Even in the dim light from the street light, I see his Adam’s apple bob. Is he nervous too?

“You’ve got to give me something, Sadie. I’ve been going out of my mind over here wondering what the hell happened,” he chokes out.

“I will. I promise, but first let’s go inside. I want to be able to see you clearly when I talk to you.”

“Fine, but I reserve the right to leave if you don’t start talking.”

“Fair enough, but I promise I’ll tell you what’s going on.”

We silently climb out and up to my front door. I don’t like the tension that’s now between us, and I hate that I’m the one who put it there.
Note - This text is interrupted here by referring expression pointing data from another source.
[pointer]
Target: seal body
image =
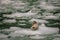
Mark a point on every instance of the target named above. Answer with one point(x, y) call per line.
point(34, 25)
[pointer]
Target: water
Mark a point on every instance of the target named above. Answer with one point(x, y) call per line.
point(43, 33)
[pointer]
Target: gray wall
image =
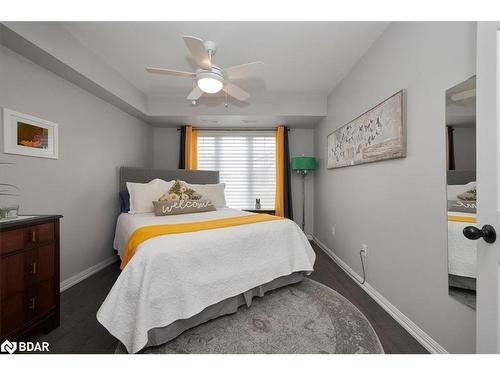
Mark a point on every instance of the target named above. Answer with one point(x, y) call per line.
point(95, 138)
point(166, 148)
point(464, 142)
point(398, 207)
point(166, 155)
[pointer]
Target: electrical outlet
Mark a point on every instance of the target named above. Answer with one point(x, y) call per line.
point(364, 249)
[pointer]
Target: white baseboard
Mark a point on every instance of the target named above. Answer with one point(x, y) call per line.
point(423, 338)
point(73, 280)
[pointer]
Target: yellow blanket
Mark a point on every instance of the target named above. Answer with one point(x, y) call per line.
point(462, 219)
point(145, 233)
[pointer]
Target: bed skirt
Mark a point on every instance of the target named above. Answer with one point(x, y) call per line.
point(161, 335)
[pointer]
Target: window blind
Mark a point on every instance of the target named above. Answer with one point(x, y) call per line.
point(246, 163)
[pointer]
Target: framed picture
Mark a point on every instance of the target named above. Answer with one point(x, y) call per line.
point(378, 134)
point(28, 135)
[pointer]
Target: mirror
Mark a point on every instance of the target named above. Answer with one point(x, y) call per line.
point(461, 189)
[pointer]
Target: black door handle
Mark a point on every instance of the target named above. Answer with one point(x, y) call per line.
point(487, 232)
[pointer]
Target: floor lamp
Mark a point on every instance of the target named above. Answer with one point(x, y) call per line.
point(303, 165)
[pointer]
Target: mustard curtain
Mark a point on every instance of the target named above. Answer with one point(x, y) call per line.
point(191, 148)
point(279, 205)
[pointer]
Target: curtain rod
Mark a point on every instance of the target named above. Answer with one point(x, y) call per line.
point(236, 129)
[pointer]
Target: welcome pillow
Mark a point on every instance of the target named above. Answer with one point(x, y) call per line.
point(163, 208)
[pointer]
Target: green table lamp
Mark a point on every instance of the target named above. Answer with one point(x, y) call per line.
point(302, 165)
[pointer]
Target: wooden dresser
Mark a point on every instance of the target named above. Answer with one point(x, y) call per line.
point(29, 276)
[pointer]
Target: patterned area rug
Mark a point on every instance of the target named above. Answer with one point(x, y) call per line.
point(303, 318)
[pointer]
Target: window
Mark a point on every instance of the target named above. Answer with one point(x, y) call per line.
point(246, 162)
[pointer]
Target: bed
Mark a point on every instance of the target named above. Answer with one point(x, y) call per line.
point(461, 251)
point(175, 282)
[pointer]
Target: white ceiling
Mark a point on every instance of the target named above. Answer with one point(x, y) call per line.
point(300, 57)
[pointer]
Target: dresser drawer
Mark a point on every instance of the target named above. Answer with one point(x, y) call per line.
point(40, 263)
point(13, 276)
point(19, 239)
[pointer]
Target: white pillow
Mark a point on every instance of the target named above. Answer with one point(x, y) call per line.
point(143, 195)
point(212, 192)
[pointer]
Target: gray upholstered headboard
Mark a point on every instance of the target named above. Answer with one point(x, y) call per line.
point(460, 177)
point(130, 174)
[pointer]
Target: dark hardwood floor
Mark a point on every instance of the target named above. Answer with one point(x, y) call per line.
point(80, 332)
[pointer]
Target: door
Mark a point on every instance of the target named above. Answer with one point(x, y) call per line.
point(488, 197)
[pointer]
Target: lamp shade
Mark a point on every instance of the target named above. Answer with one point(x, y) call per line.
point(304, 163)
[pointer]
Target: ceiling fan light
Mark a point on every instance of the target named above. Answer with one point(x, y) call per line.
point(210, 85)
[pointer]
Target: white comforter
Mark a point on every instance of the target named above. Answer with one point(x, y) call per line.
point(174, 277)
point(461, 251)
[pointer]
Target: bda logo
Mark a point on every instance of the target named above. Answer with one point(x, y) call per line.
point(8, 346)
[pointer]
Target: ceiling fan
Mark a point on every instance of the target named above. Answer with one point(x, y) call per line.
point(209, 78)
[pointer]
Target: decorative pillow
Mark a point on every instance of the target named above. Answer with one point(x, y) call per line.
point(469, 195)
point(462, 206)
point(163, 208)
point(141, 195)
point(179, 191)
point(212, 192)
point(124, 201)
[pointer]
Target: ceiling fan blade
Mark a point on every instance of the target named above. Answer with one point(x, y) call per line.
point(198, 51)
point(170, 72)
point(195, 94)
point(254, 69)
point(236, 92)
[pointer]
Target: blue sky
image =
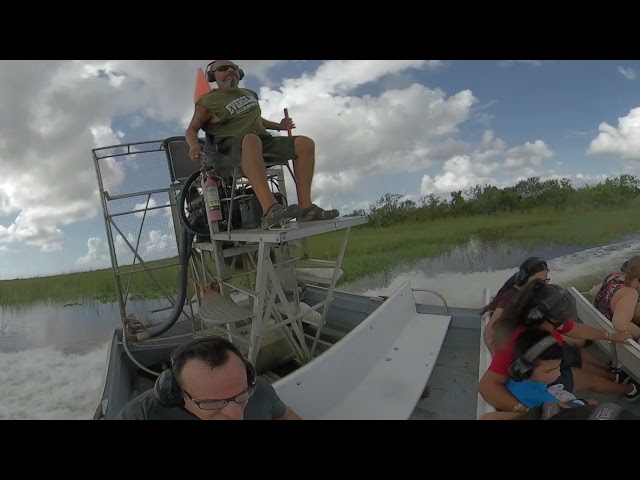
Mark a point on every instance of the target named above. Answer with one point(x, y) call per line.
point(412, 127)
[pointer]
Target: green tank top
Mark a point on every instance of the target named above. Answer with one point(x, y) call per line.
point(239, 113)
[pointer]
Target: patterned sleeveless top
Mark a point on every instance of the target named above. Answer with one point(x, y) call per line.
point(609, 287)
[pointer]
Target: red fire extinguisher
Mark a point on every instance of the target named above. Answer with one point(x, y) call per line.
point(212, 197)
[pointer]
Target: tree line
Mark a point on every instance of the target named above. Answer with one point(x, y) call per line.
point(525, 196)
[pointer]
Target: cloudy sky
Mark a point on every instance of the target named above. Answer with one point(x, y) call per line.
point(412, 127)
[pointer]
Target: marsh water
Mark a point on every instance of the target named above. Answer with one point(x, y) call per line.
point(52, 355)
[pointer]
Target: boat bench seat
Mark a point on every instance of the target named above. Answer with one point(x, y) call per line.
point(378, 371)
point(627, 356)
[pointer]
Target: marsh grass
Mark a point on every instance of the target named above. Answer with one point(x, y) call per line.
point(371, 250)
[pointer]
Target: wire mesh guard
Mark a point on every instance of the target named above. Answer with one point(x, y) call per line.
point(137, 191)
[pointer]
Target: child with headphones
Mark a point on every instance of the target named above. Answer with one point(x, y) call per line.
point(549, 308)
point(536, 367)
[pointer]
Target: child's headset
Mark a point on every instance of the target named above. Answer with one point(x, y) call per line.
point(166, 388)
point(211, 74)
point(522, 367)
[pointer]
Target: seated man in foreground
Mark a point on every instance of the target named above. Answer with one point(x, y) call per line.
point(233, 116)
point(209, 379)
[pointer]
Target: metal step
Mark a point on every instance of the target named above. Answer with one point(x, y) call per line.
point(216, 309)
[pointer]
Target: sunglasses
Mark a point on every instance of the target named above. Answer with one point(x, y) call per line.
point(242, 397)
point(224, 68)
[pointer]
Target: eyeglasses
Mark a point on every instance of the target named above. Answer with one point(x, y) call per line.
point(242, 397)
point(224, 68)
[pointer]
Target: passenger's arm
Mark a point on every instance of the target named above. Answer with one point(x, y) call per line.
point(493, 389)
point(585, 332)
point(489, 330)
point(624, 311)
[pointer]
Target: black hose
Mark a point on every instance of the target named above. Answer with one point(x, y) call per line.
point(184, 250)
point(187, 233)
point(182, 216)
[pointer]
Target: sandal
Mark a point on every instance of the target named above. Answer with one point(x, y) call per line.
point(278, 214)
point(314, 213)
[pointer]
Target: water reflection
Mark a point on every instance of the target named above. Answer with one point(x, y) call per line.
point(459, 274)
point(59, 324)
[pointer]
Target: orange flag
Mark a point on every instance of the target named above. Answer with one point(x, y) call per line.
point(202, 86)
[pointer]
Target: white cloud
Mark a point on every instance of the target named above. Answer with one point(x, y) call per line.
point(627, 72)
point(623, 141)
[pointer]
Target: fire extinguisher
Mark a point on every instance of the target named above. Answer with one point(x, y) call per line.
point(212, 198)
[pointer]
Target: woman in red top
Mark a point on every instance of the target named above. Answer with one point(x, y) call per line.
point(617, 298)
point(550, 308)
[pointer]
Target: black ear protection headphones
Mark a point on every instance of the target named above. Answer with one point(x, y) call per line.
point(542, 312)
point(167, 390)
point(522, 367)
point(211, 74)
point(526, 270)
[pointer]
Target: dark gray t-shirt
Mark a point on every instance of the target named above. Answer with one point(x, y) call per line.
point(263, 405)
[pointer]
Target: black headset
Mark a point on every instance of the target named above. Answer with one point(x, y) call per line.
point(211, 74)
point(522, 367)
point(542, 312)
point(167, 390)
point(604, 411)
point(526, 270)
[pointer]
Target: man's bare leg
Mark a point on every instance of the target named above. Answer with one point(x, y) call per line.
point(303, 168)
point(255, 170)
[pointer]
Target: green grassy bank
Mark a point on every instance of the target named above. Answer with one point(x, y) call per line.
point(371, 250)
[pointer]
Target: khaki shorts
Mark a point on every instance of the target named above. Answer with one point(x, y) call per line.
point(281, 147)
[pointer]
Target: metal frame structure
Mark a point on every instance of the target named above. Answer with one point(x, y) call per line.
point(268, 260)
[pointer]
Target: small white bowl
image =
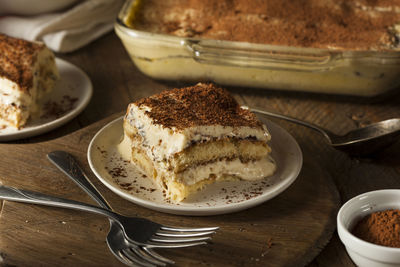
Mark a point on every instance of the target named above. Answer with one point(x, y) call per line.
point(364, 253)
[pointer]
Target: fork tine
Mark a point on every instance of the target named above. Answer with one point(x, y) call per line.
point(183, 234)
point(147, 257)
point(175, 229)
point(158, 256)
point(179, 240)
point(152, 244)
point(133, 260)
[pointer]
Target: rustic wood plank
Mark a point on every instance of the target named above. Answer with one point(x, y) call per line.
point(290, 229)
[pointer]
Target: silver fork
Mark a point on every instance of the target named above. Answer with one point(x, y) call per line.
point(132, 228)
point(126, 251)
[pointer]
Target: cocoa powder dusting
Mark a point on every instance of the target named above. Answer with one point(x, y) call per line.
point(341, 24)
point(202, 104)
point(381, 228)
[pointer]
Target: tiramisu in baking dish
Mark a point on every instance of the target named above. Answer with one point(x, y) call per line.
point(341, 47)
point(347, 24)
point(187, 138)
point(28, 74)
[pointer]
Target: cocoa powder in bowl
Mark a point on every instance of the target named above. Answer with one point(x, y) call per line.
point(381, 228)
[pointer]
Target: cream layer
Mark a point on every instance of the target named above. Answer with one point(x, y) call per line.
point(161, 142)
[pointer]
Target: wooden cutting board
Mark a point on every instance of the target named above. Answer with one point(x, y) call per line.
point(289, 230)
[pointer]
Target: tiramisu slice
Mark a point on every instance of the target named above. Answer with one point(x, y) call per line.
point(27, 74)
point(190, 137)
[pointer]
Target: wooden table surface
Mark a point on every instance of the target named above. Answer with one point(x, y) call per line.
point(117, 82)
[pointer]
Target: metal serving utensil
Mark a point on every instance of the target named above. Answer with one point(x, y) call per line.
point(126, 251)
point(360, 141)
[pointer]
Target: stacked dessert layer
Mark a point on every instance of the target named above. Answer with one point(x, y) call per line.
point(27, 75)
point(340, 24)
point(189, 137)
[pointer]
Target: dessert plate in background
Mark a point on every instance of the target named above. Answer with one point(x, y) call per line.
point(124, 179)
point(70, 96)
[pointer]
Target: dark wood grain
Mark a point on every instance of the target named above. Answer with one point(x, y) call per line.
point(117, 82)
point(288, 230)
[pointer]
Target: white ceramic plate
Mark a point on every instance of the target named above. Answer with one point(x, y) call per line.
point(124, 179)
point(70, 96)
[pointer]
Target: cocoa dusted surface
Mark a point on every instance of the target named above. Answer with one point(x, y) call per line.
point(341, 24)
point(202, 104)
point(16, 59)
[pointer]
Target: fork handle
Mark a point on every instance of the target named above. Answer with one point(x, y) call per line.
point(19, 195)
point(70, 167)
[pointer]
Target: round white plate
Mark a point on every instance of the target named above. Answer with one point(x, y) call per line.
point(70, 96)
point(123, 178)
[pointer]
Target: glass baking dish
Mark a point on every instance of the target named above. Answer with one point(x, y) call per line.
point(168, 57)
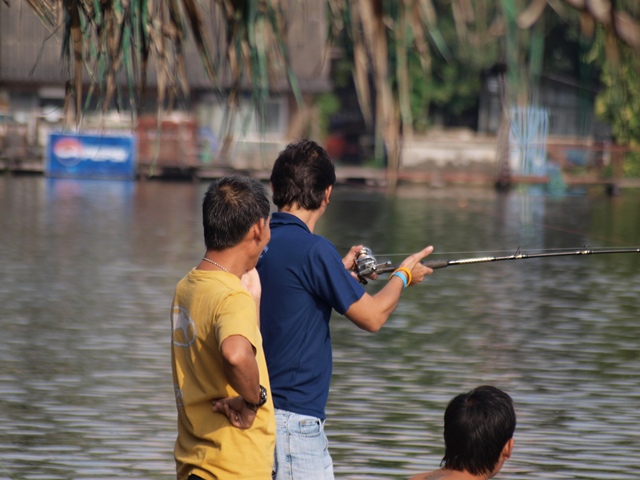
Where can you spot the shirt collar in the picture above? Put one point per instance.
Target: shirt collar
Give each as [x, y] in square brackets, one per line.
[283, 218]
Stepping inside, I turn on a lamp on the side table, casting the room in a warm glow. I watch as Tyson takes in my home for the first time. The walls are painted two shades of grey, alternating on the walls of the room. The fireplace mantel along with my bookshelves are white and cover one wall. My couch is dark grey with big pillows that make it comfortable and relaxing. Two chairs flank the couch in a dark, purple velvet. It’s one of my favorite spots in the house to sit, read, and relax.

I sit on the couch and continue to watch. With Tyson in my living room it now seems small with his large body occupying the space, but I like the way he looks here.

“I was scared I wasn’t ready for more. Whatever this is, but now…”

“You’re not now?” he interrupts.

Shaking my head, I answer him. “No, when we were driving, I realized I didn’t want you to walk away tonight.”

Tyson sighs and sits down on the other side of the couch facing me. “What happened tonight, Sadie? If you would,” he sighs again, scrubbing a hand down his face. “Just talk to me, okay? I want to understand.”

“First, I want to start by saying I’m sorry for being late tonight. My mother called asking for money. Saying it was an emergency. But it’s always an emergency with her. Luckily, she doesn’t know my new address. She’s already hit up Gerald’s place hoping to find me there. As if I’d be there when he’s got some boy toy flouncing around in all his naked glory.” I shake my head, remembering the time I went back to get a box I’d forgotten out of the office and caught what’s his name on his knees in front of my then soon to-be ex-husband. “Don’t need that visual in my head again, anytime soon, or ever.”

Tyson smiles and relaxes into the cushions. “So, your ex is gay?”

“Yeah,” I rest my head on the back of the couch and roll it toward him. “I feel stupid for not realizing it until I caught him in the act.” I try to smile, but know I fail. “I should have realized when any sex wedidhave was from behind with him not being able to look at me.”

“Ouch,” he grimaces. “I’ve got to say sex from behind can be spectacular, but…” he pauses as his eyes regard me. “I promise to always look you in the eyes.”

At least he made it seem like there would be a next time.

“I sense there’s more to tonight. Something’s holding you back. Am I right?”

“So many things,” I admit without looking at him.

When I do get the courage, Tyson’s eyes regard me sadly.